Regulation of Inflammation Pathways and Inflammasome by Sex Steroid Hormones in Endometriosis

Abstract

Endometriosis is a gynecological disorder characterized by the growth of endometrial tissue (glands and stroma) outside the uterus, mainly in the peritoneal cavity, ovaries, and intestines. This condition shows estrogen dependency and progesterone resistance, and it has been associated with chronic inflammation, severe pain, and infertility, which negatively affect the quality of life in reproductive women. The molecular mechanisms involved in the pathogenesis of endometriosis are not completely understood; however, inflammation plays a key role in the pathophysiology of the disease, mainly by altering the function of immune cells (macrophages, natural killer, and T cells) and increasing levels of pro-inflammatory mediators in the peritoneal cavity, endometrium, and blood. These immune alterations inhibit apoptotic pathways and promote adhesion and proliferation of endometriotic cells, as well as angiogenesis and neurogenesis in endometriotic lesions. It has been demonstrated that hormonal alterations in endometriosis are related to the inflammatory unbalance in this disease. Particularly, steroid hormones (mainly estradiol) promote the expression and release of pro-inflammatory factors. Excessive inflammation in endometriosis contributes to changes of hormonal regulation by modulating sex steroid receptors expression and increasing aromatase activity. In addition, dysregulation of the inflammasome pathway, mediated by an alteration of cellular responses to steroid hormones, participates in disease progression through preventing cell death, promoting adhesion, invasion, and cell proliferation. Furthermore, inflammation is involved in endometriosis-associated infertility, which alters endometrium receptivity by impairing biochemical responses and decidualization. The purpose of this review is to present current research about the role of inflammasome in the pathogenesis of endometriosis as well as the molecular role of sex hormones in the inflammatory responses in endometriosis.

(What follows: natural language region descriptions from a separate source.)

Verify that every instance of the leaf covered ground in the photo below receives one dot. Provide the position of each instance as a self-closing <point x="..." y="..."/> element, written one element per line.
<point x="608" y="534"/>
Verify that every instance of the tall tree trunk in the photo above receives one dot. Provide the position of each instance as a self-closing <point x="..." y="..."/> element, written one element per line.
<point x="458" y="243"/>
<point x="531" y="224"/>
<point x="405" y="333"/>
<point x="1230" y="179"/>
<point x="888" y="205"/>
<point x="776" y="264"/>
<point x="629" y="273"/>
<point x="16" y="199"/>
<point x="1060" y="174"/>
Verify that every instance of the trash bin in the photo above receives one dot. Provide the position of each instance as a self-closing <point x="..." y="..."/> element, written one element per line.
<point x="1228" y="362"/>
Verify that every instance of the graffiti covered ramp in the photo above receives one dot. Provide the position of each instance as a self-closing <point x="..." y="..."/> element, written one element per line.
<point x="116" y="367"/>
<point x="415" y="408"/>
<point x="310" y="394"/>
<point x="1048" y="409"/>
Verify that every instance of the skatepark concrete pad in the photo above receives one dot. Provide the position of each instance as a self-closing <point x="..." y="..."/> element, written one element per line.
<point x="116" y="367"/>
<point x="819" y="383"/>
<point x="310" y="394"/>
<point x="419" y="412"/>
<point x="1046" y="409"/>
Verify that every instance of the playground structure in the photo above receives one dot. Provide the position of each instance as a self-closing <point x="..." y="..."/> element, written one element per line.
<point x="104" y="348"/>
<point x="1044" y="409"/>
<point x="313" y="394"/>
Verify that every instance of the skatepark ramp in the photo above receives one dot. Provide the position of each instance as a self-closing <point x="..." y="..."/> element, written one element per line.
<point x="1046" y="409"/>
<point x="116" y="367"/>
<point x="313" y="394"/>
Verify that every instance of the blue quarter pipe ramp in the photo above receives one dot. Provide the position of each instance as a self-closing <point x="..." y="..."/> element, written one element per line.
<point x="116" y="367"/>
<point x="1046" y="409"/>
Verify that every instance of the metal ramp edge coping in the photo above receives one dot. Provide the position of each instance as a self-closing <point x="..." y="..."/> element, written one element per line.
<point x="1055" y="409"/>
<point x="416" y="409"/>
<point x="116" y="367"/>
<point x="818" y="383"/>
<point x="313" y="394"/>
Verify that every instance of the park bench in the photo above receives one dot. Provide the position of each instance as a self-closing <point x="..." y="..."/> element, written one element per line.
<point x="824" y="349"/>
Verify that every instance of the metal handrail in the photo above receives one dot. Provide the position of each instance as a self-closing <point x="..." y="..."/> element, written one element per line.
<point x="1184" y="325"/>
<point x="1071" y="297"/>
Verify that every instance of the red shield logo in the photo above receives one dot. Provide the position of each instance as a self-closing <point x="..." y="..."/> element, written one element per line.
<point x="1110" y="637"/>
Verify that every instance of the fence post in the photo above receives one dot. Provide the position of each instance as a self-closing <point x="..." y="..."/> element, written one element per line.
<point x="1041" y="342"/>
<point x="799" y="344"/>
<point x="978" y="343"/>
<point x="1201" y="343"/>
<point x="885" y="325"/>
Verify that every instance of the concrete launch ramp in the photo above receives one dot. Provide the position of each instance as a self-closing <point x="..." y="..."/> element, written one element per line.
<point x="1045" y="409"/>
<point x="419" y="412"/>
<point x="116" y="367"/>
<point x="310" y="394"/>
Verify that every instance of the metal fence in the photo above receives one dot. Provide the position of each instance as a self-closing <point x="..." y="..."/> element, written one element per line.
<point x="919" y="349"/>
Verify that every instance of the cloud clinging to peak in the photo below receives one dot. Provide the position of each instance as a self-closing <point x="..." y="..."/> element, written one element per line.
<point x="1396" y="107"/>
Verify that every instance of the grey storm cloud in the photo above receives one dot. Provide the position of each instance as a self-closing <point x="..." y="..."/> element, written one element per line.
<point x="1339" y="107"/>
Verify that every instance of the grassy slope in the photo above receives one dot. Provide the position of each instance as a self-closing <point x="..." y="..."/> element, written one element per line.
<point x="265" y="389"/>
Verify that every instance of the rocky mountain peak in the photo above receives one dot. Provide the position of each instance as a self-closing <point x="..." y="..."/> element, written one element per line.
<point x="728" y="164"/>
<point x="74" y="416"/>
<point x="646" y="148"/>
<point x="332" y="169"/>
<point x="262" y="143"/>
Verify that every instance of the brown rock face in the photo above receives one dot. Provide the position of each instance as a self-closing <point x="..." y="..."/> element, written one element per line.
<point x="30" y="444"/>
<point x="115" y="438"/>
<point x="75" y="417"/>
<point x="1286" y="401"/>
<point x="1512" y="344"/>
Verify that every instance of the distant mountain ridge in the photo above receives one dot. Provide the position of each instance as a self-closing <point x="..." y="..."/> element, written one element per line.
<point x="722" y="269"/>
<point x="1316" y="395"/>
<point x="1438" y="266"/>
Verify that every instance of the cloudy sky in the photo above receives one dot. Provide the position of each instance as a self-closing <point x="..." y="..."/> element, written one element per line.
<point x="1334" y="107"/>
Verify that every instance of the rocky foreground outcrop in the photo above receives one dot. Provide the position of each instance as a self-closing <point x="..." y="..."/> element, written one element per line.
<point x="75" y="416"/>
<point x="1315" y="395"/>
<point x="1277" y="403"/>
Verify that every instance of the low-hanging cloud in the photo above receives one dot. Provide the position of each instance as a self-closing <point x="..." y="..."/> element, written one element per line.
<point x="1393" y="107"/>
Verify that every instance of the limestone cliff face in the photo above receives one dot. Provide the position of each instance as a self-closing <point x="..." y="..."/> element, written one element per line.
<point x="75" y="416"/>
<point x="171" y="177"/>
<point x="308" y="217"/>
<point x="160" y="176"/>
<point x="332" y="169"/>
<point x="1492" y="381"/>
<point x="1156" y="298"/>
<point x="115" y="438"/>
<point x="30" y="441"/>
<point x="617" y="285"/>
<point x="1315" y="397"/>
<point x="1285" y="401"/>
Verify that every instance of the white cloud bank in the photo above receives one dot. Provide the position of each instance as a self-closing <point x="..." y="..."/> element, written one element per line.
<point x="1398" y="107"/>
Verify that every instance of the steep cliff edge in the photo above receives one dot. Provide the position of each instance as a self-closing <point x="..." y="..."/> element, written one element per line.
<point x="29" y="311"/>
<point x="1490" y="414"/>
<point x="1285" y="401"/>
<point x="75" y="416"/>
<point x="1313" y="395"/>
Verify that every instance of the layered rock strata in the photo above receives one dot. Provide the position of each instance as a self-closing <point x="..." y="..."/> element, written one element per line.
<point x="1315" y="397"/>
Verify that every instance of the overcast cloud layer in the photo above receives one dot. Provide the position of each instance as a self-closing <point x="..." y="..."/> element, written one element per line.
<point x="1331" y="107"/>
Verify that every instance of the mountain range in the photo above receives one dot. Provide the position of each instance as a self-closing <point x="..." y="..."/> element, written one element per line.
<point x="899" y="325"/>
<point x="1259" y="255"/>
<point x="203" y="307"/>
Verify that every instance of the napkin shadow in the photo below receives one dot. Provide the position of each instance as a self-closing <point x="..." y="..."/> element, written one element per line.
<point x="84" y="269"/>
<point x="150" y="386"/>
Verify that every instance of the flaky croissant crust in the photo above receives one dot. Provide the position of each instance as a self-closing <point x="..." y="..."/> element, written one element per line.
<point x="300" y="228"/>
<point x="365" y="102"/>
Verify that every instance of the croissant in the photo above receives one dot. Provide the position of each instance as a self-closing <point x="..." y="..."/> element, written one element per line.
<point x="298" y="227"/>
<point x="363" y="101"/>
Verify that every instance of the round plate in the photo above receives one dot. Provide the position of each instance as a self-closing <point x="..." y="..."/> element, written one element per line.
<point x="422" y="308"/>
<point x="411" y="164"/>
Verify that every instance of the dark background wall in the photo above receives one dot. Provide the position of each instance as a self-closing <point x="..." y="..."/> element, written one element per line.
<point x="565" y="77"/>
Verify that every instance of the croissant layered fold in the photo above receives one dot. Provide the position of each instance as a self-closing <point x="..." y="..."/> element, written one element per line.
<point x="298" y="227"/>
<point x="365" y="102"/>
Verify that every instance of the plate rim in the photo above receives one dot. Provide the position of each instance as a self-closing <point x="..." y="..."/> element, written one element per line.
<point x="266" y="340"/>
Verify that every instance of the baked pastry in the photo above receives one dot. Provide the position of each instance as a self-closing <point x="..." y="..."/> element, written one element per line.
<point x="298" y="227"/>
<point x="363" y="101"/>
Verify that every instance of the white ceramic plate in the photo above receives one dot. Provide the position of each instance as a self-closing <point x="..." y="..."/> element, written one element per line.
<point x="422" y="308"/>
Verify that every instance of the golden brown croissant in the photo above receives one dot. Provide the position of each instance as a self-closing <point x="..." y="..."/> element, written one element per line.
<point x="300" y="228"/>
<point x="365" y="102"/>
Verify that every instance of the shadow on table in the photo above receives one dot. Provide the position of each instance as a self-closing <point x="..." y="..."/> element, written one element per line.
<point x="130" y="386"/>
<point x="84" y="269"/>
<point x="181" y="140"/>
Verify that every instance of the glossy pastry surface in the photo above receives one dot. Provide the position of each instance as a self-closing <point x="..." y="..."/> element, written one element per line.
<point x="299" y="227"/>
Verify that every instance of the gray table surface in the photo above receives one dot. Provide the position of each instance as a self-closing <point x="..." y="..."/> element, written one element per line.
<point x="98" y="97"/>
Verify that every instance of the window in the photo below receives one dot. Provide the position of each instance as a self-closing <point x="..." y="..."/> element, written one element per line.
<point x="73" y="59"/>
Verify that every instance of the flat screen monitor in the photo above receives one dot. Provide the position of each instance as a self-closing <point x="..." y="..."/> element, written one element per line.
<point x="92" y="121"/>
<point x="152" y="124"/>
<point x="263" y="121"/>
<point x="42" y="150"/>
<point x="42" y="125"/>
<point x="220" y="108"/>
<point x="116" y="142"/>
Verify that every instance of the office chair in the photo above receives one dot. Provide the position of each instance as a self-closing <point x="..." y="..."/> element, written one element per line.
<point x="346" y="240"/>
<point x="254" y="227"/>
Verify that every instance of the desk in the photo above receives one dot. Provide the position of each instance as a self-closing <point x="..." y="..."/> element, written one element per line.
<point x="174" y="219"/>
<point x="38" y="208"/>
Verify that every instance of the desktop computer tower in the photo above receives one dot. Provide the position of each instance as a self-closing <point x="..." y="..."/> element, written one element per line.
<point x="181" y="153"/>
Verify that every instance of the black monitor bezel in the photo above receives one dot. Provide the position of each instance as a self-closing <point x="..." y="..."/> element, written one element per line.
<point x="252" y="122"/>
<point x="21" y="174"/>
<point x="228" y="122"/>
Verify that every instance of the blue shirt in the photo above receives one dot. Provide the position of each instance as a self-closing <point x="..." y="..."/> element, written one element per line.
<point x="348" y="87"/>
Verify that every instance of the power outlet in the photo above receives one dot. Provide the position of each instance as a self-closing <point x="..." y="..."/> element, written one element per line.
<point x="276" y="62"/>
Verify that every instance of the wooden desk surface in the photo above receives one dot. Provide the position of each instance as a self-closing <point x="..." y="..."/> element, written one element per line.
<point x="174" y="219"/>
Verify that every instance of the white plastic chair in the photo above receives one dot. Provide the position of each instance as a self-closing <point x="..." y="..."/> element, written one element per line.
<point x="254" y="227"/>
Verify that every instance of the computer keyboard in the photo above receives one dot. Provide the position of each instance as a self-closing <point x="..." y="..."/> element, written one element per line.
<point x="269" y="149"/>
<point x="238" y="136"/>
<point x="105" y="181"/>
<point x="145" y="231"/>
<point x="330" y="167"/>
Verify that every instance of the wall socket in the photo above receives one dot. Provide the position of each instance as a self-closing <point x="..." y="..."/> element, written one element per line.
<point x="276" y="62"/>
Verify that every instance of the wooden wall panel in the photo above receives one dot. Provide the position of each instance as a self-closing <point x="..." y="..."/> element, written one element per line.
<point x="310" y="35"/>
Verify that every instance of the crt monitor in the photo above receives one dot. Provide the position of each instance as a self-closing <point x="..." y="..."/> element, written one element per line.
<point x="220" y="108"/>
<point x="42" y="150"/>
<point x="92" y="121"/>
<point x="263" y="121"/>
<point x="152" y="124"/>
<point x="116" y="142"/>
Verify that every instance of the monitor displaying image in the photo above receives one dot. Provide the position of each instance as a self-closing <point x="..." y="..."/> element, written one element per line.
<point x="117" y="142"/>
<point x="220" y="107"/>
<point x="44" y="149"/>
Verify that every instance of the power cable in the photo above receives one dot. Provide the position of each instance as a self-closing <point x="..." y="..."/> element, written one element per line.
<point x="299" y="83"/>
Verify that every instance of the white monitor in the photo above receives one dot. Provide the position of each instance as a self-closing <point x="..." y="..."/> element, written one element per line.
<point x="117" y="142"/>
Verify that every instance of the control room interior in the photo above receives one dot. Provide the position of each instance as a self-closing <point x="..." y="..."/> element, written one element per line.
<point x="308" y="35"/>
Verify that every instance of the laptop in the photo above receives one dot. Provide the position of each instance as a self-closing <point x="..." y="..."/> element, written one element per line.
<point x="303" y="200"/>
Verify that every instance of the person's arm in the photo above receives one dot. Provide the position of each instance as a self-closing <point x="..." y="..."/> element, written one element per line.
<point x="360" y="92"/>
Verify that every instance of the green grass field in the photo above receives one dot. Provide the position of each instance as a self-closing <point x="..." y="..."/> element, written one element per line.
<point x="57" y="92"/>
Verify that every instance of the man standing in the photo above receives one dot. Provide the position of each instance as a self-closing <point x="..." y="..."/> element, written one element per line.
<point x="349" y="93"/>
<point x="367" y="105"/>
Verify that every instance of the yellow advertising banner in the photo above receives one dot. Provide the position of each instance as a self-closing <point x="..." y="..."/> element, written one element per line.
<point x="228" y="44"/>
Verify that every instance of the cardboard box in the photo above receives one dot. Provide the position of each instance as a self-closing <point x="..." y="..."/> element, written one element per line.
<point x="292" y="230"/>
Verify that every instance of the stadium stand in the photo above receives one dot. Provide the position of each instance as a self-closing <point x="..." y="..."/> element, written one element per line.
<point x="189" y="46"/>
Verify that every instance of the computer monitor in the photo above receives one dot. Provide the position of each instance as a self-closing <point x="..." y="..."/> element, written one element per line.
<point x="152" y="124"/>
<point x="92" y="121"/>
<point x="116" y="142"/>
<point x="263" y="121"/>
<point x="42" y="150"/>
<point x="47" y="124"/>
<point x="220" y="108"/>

Keywords: bacteria; endometriosis; estrogen receptor; inflammasome; inflammation; pro-inflammatory factors; progesterone receptor; sex steroid hormones.

Figure 1

Inflammatory mechanisms involved in endometriosis. An overview about the molecular mechanisms involved in the adhesion, survival, proliferation, inflammation, and neuroangiogenesis of endometriotic lesions. (A) According to the most accepted hypothesis of endometriosis origin, stromal and epithelial cells from shed endometrial tissue reach ovaries or peritoneal cavity by retrograde efflux during menstruation. The developing endometriotic lesion stimulates angiogenesis and nerve development and secretes chemoattractant molecules recruiting high numbers of macrophages (showed in blue) and natural killer cells (indicated in green) with reduced phagocytic and cytolytic activity, respectively. (B) Alterations in DNA methylation lead to the growth and maintenance of endometriotic lesions by increasing the expression of estrogen receptor β (ER-β) and reducing progesterone receptor (PR) expression. Overexpressed ER-β induces the expression of genes that encode several pro-inflammatory molecules, such as IL-1β, IL-6, IL-8, IL-17, TNF-α, and COX2; some of them, in turn, can stimulate the production of other immune molecules (depicted as blue arrows). COX2 promotes an increase of the synthesis of prostaglandin E2 (PGE₂), and PGE₂ induces aromatase activity (CYP19A1), leading to E2 increased levels. E2 elevated levels are sustained by reduced expression of 17β-HSD, an enzyme that catalyzes the conversion of E2 to estrone (E1), and that is induced by PR (not shown). In addition, ER-β interacts with some inflammasome components such as NLRP3 sensor and caspase 1 (Cas1) to activate IL-1β, and also interacts with apoptosis signal-regulating kinase-1 (ASK-1) to reduce its activity and hence inhibits TNF-α-mediated apoptosis. On the other hand, the induction of genes involved in the inflammatory response in endometriosis is also mediated by NF-κB activation, through the TLR4 interaction with E. coli LPS, or possibly through other microbial metabolites associated with infections or dysbiosis, as is proposed by “bacterial contamination” theory.